Abraham was an old man, his joints ached and his fingers bled.

That was nothing compared to the pain in his heart.

He searched the hilltop for stones for an altar, carrying stone after stone after stone - piling them higher and higher.
Soon he would need wood, lots of it. He had to gather that next. God wanted a sacrifice.

Abraham – a man who had left everything for his God- just heard from Him again. “Take your dear son Isaac whom you love and go to the land of Moriah. Sacrifice him there as a burnt offering on one of the mountains that I'll point out to you." (Gen 22:2, MSG).

Abraham took his precious son and walked for three hot, dusty days looking for the place where God would have him kill his son.

Isaac. Abraham waited more than a hundred years for his son. He was his future, Gods special show of favor. God had promised to make him a father to many nations through Isaac.

Now God was asking Abraham to place him on an altar and end that promise.

Abraham had to decide. Is there something bigger going on here? Do I trust God?

The roles we fill in God's story are often times hard, and many times the uncertainty of life is unbearable. In the prologue to one of my favorite books: EPIC, The Story God Is Telling and the Role That Is Yours To Play, John Eldrige
talks about how when seek to rationalize the world in terms that put us in the center of the story, we end up exhausted, lost and faithless:

“What is this drama that we’ve been dropped into the middle of? If there is a God, what sort of story is he telling here? At some point we all begin to wonder if Macbeth wasn’t right after all – is life a tale “told by an idiot, full of sound and fury, signifying nothing. No wonder we keep losing heart."

Do you think Abraham lost heart on that trip? Did his stomach turn over for three days? Did he weep those nights watching his son drift off to sleep, knowing that every second of sleep was one less they would spend together? Do you think he cried out as Jesus did “Take this cup from me?” (Matt 26:39)

I think he probably did, but this I KNOW: he said: “Yes, Lord, I love you, and I trust you. Take my son.”

I don’t think I could do it.

Abraham was willing to give up Isaac simply because he believed that Gods story demanded it. That act of faith has echoed through history, and began a chapter that has led to this place.

[God] took [Abraham] outside and said, “Look up at the sky and count the stars—if indeed you can count them. So shall your offspring be.”

This is us, you and me, the product of a faithful man and a faithful God. This is a story of the reconciliation between God and a fallen broken world. Through Abraham came Isaac and then Jacob (father of the 12 tribes of Israel) and from Israel came Jesus. Through Jesus we became part of the story of God. The story of Abraham is one of God’s opening chapters in an unfolding epic story that we do not understand. But Abraham got it. Abraham believed. Abraham knew what Paul was talking about.

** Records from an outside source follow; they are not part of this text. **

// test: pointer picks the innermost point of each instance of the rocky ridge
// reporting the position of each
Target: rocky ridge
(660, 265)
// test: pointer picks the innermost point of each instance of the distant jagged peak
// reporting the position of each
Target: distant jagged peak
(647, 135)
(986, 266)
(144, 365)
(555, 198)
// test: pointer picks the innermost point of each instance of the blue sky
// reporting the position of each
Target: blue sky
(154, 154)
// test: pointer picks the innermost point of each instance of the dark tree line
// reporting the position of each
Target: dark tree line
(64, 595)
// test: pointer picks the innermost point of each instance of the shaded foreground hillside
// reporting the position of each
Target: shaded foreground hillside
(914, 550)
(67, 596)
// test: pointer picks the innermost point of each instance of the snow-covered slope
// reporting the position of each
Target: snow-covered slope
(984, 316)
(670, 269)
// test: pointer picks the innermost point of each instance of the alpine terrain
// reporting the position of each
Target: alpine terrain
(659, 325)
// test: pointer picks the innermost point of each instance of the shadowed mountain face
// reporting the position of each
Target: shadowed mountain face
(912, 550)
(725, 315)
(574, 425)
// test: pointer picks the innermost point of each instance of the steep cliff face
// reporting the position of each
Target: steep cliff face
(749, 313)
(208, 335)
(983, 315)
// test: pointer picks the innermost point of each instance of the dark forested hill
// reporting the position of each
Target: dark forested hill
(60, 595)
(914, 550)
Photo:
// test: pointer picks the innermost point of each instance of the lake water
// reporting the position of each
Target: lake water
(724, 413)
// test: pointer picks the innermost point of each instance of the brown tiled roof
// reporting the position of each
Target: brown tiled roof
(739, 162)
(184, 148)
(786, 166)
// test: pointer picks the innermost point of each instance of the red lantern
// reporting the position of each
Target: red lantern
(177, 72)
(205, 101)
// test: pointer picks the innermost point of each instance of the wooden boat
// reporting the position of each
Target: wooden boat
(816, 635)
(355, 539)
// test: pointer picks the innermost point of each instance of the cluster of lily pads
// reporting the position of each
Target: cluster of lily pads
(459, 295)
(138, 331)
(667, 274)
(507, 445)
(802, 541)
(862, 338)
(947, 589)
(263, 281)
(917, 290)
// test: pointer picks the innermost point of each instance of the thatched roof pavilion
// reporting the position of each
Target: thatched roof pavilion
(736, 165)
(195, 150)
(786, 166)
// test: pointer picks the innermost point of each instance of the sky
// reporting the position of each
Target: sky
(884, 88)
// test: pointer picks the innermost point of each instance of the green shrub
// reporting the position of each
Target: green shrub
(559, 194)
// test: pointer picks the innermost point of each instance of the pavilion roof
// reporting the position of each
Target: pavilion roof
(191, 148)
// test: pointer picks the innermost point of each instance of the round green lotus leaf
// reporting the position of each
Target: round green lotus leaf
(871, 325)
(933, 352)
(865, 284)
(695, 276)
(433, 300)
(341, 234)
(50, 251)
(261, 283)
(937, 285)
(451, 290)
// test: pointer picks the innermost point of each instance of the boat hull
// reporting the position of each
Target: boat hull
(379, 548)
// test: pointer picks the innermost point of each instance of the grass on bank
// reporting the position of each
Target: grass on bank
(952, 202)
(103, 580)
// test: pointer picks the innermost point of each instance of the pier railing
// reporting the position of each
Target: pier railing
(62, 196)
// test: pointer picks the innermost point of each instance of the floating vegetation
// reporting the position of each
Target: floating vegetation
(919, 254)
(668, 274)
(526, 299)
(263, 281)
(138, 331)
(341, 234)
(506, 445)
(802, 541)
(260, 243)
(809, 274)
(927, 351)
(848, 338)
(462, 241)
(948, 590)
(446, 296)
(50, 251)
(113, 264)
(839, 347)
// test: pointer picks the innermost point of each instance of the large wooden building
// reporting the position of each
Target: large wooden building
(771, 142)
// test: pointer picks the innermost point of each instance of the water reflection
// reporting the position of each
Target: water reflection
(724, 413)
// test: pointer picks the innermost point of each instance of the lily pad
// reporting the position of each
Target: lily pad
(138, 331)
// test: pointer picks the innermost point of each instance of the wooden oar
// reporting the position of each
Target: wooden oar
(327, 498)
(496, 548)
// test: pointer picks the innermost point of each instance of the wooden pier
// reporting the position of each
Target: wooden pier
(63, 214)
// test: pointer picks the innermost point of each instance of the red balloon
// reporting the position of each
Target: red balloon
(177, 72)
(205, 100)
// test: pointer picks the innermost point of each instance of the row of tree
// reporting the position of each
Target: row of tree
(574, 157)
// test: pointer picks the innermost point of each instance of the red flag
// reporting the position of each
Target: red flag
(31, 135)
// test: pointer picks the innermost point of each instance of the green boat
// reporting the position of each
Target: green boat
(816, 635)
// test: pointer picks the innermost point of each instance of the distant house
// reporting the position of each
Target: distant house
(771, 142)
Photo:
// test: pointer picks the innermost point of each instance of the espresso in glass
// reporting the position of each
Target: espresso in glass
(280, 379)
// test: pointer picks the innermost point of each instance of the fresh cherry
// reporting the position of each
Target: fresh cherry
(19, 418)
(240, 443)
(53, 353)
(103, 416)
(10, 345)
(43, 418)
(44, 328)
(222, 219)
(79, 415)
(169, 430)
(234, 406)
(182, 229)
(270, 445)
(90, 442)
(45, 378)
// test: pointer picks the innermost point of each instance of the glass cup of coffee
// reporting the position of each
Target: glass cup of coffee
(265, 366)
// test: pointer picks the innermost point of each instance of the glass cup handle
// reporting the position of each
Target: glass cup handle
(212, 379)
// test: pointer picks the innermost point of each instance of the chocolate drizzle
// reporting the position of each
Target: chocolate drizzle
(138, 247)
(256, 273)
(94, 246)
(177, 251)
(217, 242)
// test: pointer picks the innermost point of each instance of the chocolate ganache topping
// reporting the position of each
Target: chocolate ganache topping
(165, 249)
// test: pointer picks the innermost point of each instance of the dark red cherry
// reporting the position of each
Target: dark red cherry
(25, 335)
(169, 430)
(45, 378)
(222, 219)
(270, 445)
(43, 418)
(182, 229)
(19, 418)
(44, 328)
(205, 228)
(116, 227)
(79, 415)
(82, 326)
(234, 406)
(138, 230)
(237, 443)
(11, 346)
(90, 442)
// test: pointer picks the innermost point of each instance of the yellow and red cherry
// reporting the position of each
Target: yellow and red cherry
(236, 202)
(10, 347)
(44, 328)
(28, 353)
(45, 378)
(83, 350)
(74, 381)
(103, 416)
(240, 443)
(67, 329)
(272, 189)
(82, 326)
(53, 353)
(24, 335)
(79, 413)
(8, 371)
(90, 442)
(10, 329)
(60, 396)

“For now we see only a reflection as in a mirror; then we shall see face to face. Now I know in part; then I shall know fully, even as I am fully known. 1 Corinthians 13:12 (NIV)

I pray that you will see that you are a very important part of God's story; a story that needs your character. Your story is one of the critical pieces of the plot, and it must be written in ink the color of your faith, f
aith that trusts God to keep His promises, that trusts God to make all things work for good."

What areas of your life have you not given over to God?

What part of your story does God still need to write?

Things to think about:

  1. What do you think your part is in God's Story?
  2. Do you feel like a footnote sometimes, or maybe comic relief? Why is that?
  3. If life was a movie with God as the Hero and you were His trusty sidekick, how would you live differently?